Tuesday 14 April 2009

MMR

UP TO 80,000 children in Wales could be at risk of catching measles because they have not had a full course of the measles, mumps and rubella vaccine (MMR), experts warned last night. The staggering number of children potentially unprotected comes as an investigation is underway into a second outbreak of measles in North Wales.

Take up of the MMR inoculation slumped after a Dr Andrew Wakefield suggested a link between the jab and Autism and Bowel disease. Since then, however, not only has his research been discredited, but a recent Sunday Times investigation has found that he may well have lied.

His Lancet paper said that the families of eight of 12 autistic children attending a routine clinic at Wakefield's hospital claimed that symptoms of autism developed within days after they were given the jab.
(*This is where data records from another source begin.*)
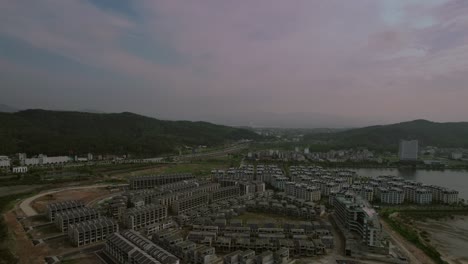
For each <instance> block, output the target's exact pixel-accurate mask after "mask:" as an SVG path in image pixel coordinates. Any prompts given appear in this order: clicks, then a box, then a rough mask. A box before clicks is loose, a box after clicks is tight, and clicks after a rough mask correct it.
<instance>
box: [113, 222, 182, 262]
mask: <svg viewBox="0 0 468 264" xmlns="http://www.w3.org/2000/svg"><path fill="white" fill-rule="evenodd" d="M104 252H105V253H106V255H108V256H109V257H111V258H112V259H113V260H114V261H115V262H116V263H121V264H127V263H144V264H146V263H157V264H159V263H163V264H179V263H180V260H179V259H178V258H177V257H176V256H174V255H173V254H171V253H169V252H168V251H167V250H165V249H163V248H162V247H160V246H158V245H156V244H154V243H153V242H151V241H150V240H148V239H146V238H145V237H143V236H142V235H140V234H139V233H138V232H135V231H133V230H126V231H122V232H120V233H114V234H112V235H111V236H110V237H109V239H108V240H107V242H106V246H105V248H104Z"/></svg>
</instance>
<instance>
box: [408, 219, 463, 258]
mask: <svg viewBox="0 0 468 264" xmlns="http://www.w3.org/2000/svg"><path fill="white" fill-rule="evenodd" d="M416 225H417V226H418V228H420V229H421V230H423V231H426V232H427V233H428V234H429V235H428V240H430V243H431V244H432V245H433V246H434V247H435V248H436V249H437V250H438V251H439V252H440V253H441V255H442V256H443V259H444V260H445V261H447V262H448V263H451V264H452V263H453V264H462V263H468V251H467V249H468V217H466V216H454V217H452V218H445V219H438V220H435V219H428V220H426V221H417V222H416Z"/></svg>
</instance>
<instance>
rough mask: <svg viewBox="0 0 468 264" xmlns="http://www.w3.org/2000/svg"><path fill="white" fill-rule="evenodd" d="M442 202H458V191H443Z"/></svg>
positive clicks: (454, 190)
mask: <svg viewBox="0 0 468 264" xmlns="http://www.w3.org/2000/svg"><path fill="white" fill-rule="evenodd" d="M442 202H443V203H446V204H453V203H458V191H455V190H445V191H443V192H442Z"/></svg>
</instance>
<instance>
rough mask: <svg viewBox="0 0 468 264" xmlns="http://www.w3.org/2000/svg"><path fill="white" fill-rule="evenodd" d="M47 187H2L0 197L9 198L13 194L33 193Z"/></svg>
mask: <svg viewBox="0 0 468 264" xmlns="http://www.w3.org/2000/svg"><path fill="white" fill-rule="evenodd" d="M45 186H46V185H16V186H6V187H0V196H8V195H12V194H19V193H25V192H32V191H34V190H38V189H41V188H43V187H45Z"/></svg>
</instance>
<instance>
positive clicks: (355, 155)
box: [247, 147, 381, 162]
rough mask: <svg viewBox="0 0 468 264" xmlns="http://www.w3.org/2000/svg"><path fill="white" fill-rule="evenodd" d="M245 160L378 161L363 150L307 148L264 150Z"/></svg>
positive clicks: (250, 155)
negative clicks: (326, 151) (317, 151)
mask: <svg viewBox="0 0 468 264" xmlns="http://www.w3.org/2000/svg"><path fill="white" fill-rule="evenodd" d="M247 159H250V160H260V161H267V160H282V161H299V162H300V161H305V160H307V159H309V160H313V161H328V162H346V161H353V162H361V161H379V160H381V159H379V158H377V157H376V156H375V155H374V153H373V152H372V151H370V150H368V149H365V148H359V149H342V150H330V151H327V152H311V151H310V149H309V148H307V147H306V148H304V149H303V150H302V149H299V147H296V148H295V149H294V151H280V150H264V151H259V152H249V153H248V154H247Z"/></svg>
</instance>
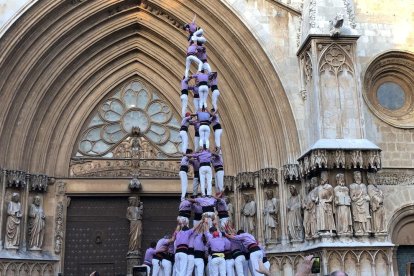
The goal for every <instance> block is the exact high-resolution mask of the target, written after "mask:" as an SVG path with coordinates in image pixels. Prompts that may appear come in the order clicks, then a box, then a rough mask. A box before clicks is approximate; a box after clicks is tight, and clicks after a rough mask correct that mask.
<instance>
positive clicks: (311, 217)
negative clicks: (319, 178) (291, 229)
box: [302, 177, 318, 240]
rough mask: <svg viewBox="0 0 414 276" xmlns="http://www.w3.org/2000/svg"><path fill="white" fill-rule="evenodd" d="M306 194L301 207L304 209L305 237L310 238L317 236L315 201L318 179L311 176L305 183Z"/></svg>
mask: <svg viewBox="0 0 414 276" xmlns="http://www.w3.org/2000/svg"><path fill="white" fill-rule="evenodd" d="M305 189H306V192H307V194H306V196H305V197H304V199H303V204H302V207H303V209H304V212H303V214H304V216H303V226H304V230H305V238H306V239H308V240H309V239H312V238H316V237H317V236H318V231H317V229H316V225H317V217H316V201H317V198H318V179H317V178H316V177H312V178H311V180H310V181H308V182H306V184H305Z"/></svg>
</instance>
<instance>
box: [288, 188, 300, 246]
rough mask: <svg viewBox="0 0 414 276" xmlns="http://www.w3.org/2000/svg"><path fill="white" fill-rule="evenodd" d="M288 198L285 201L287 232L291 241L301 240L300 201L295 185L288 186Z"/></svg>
mask: <svg viewBox="0 0 414 276" xmlns="http://www.w3.org/2000/svg"><path fill="white" fill-rule="evenodd" d="M289 191H290V198H289V199H288V201H287V204H286V207H287V222H288V224H287V225H288V234H289V237H290V240H291V241H302V240H303V220H302V203H301V199H300V196H299V194H298V191H297V190H296V187H295V186H293V185H290V186H289Z"/></svg>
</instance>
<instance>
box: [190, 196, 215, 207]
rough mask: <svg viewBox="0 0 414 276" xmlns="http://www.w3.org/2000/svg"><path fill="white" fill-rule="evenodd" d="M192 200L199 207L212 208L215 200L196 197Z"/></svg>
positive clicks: (208, 197)
mask: <svg viewBox="0 0 414 276" xmlns="http://www.w3.org/2000/svg"><path fill="white" fill-rule="evenodd" d="M194 200H195V201H196V202H197V203H198V204H200V206H201V207H207V206H214V204H216V199H215V198H214V197H197V198H194Z"/></svg>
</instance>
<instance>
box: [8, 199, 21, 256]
mask: <svg viewBox="0 0 414 276" xmlns="http://www.w3.org/2000/svg"><path fill="white" fill-rule="evenodd" d="M22 216H23V214H22V207H21V204H20V194H19V193H13V194H12V198H11V201H10V202H9V203H8V204H7V220H6V236H5V239H4V241H5V243H4V247H5V248H6V249H18V248H19V245H20V228H21V220H22Z"/></svg>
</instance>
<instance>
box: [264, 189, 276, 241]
mask: <svg viewBox="0 0 414 276" xmlns="http://www.w3.org/2000/svg"><path fill="white" fill-rule="evenodd" d="M278 215H279V202H278V199H277V198H276V197H274V195H273V191H272V190H267V191H266V199H265V201H264V208H263V216H264V227H265V241H266V242H269V241H271V240H277V238H278V237H279V235H278V226H279V220H278Z"/></svg>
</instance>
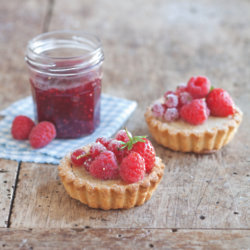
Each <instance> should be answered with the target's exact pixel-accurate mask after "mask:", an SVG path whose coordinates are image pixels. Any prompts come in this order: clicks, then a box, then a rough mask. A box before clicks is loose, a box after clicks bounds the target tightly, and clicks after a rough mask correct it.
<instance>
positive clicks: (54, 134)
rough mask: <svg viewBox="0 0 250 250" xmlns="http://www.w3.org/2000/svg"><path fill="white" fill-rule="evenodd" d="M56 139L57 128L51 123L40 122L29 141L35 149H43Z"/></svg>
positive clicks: (31, 144)
mask: <svg viewBox="0 0 250 250" xmlns="http://www.w3.org/2000/svg"><path fill="white" fill-rule="evenodd" d="M55 137H56V128H55V126H54V124H53V123H51V122H47V121H44V122H40V123H38V124H37V125H36V126H35V127H33V129H32V130H31V132H30V135H29V141H30V145H31V146H32V147H33V148H42V147H44V146H46V145H47V144H49V143H50V142H51V141H52V140H53V139H54V138H55Z"/></svg>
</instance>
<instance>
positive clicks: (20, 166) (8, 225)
mask: <svg viewBox="0 0 250 250" xmlns="http://www.w3.org/2000/svg"><path fill="white" fill-rule="evenodd" d="M54 3H55V0H48V7H47V10H46V13H45V17H44V22H43V26H42V32H48V30H49V25H50V22H51V18H52V15H53V9H54ZM21 164H22V162H21V161H20V162H19V163H18V167H17V174H16V178H15V183H14V188H13V195H12V198H11V202H10V209H9V215H8V220H7V228H10V224H11V215H12V209H13V204H14V200H15V197H16V191H17V185H18V181H19V173H20V168H21Z"/></svg>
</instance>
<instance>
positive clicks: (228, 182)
mask: <svg viewBox="0 0 250 250" xmlns="http://www.w3.org/2000/svg"><path fill="white" fill-rule="evenodd" d="M160 155H162V156H163V158H164V160H165V162H166V163H167V169H166V172H165V176H164V178H163V180H162V183H161V184H160V186H159V188H158V190H157V191H156V193H155V194H154V196H153V198H152V199H151V200H150V201H149V202H147V203H146V204H144V205H143V206H141V207H138V208H134V209H130V210H118V211H102V210H96V209H89V208H88V207H86V206H85V205H83V204H81V203H80V202H78V201H76V200H74V199H71V198H70V197H69V196H68V194H67V193H66V192H65V190H64V188H63V186H62V185H61V183H60V181H59V179H58V176H57V169H56V166H52V165H45V164H40V165H38V164H30V163H23V164H22V168H21V171H20V175H19V182H18V192H17V194H16V198H15V202H14V206H13V214H12V217H11V227H15V228H22V227H31V228H36V227H39V228H47V227H48V228H64V227H70V228H72V227H84V226H90V227H94V228H107V227H109V228H120V227H123V228H249V221H248V219H249V217H248V210H249V207H247V204H243V203H239V202H237V200H238V199H240V197H239V195H241V190H242V189H241V186H239V187H237V189H235V190H234V191H235V192H236V193H234V194H233V193H232V190H231V188H230V184H229V182H228V179H227V176H225V170H224V168H222V167H220V165H219V164H217V162H219V163H220V161H222V157H221V154H220V153H218V154H214V155H206V156H198V157H197V156H195V155H192V154H190V155H189V154H178V153H173V152H168V151H167V152H166V151H165V149H161V152H160ZM239 170H240V169H239ZM236 171H238V169H237V170H236ZM241 182H242V184H243V185H244V183H245V185H247V182H244V179H242V180H241ZM245 191H246V190H245ZM242 206H243V207H242Z"/></svg>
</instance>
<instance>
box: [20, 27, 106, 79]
mask: <svg viewBox="0 0 250 250" xmlns="http://www.w3.org/2000/svg"><path fill="white" fill-rule="evenodd" d="M62 48H64V49H65V48H66V49H67V53H68V54H67V55H65V54H64V55H59V53H58V52H59V51H60V49H62ZM56 50H58V51H57V52H56ZM74 50H75V52H74V53H75V54H74V53H73V51H74ZM76 52H77V54H76ZM52 53H54V54H56V53H57V55H52ZM60 53H62V51H60ZM70 53H72V54H70ZM25 60H26V62H27V64H28V65H29V66H30V67H31V68H32V69H33V70H36V71H41V72H43V73H44V72H47V73H48V72H49V73H50V74H51V73H52V74H53V73H56V74H58V73H60V74H63V75H65V74H66V75H68V74H71V73H69V71H72V70H75V69H88V68H92V67H94V66H96V65H98V64H99V63H101V62H102V61H103V60H104V55H103V50H102V44H101V41H100V39H99V38H98V37H97V36H95V35H93V34H91V33H88V32H83V31H72V30H56V31H51V32H45V33H42V34H39V35H37V36H35V37H34V38H32V39H31V40H30V41H29V42H28V45H27V48H26V56H25ZM59 62H64V64H61V65H60V64H59Z"/></svg>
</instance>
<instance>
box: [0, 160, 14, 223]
mask: <svg viewBox="0 0 250 250" xmlns="http://www.w3.org/2000/svg"><path fill="white" fill-rule="evenodd" d="M17 172H18V162H15V161H9V160H3V159H0V227H7V226H8V223H9V221H8V220H9V215H10V212H11V211H10V209H11V203H12V200H13V198H14V197H13V195H14V190H15V182H16V177H17Z"/></svg>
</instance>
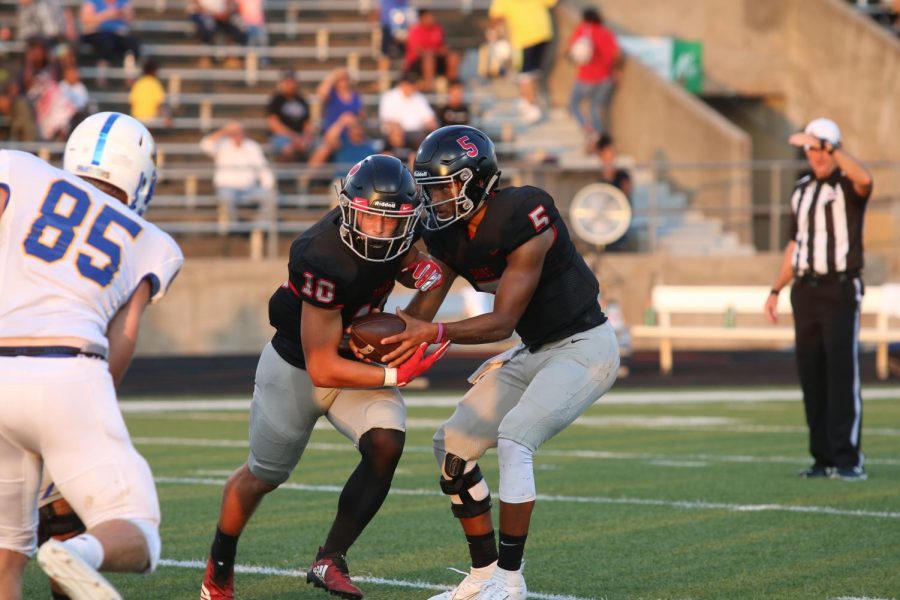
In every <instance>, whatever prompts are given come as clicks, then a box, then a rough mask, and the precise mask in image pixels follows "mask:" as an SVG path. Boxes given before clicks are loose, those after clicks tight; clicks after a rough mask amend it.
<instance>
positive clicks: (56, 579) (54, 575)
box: [37, 540, 122, 600]
mask: <svg viewBox="0 0 900 600" xmlns="http://www.w3.org/2000/svg"><path fill="white" fill-rule="evenodd" d="M37 558H38V564H40V565H41V569H43V570H44V573H46V574H47V576H48V577H50V578H51V579H53V580H54V581H56V583H58V584H59V586H60V587H61V588H62V589H63V591H65V592H66V594H68V595H69V597H70V598H72V600H122V596H120V595H119V592H117V591H116V588H114V587H113V586H112V585H111V584H110V583H109V582H108V581H107V580H106V579H105V578H104V577H103V575H101V574H100V573H98V572H97V571H96V570H94V569H92V568H91V567H90V566H89V565H88V564H87V563H86V562H84V561H83V560H82V559H81V557H80V556H78V555H77V554H75V553H74V552H72V551H71V550H69V548H68V547H66V545H65V544H63V543H62V542H59V541H57V540H48V541H47V542H46V543H44V544H43V545H42V546H41V547H40V549H39V550H38V554H37Z"/></svg>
But by studying confidential and public records, investigative reporter Brian Deer, who has been following the MMR controversy since the beginning, found a different story. Hospital and other records indicated that virtually all of the children had begun developing symptoms of autism well before the shot, Deer's report said. Hospital pathologists examining the children for signs of inflammatory bowel disease were unable to find it in most of the cases, Deer discovered, but Wakefield or someone on the team changed the data to make it appear as if the condition was found, Deer reported in the Times.

Parents of young children take heed.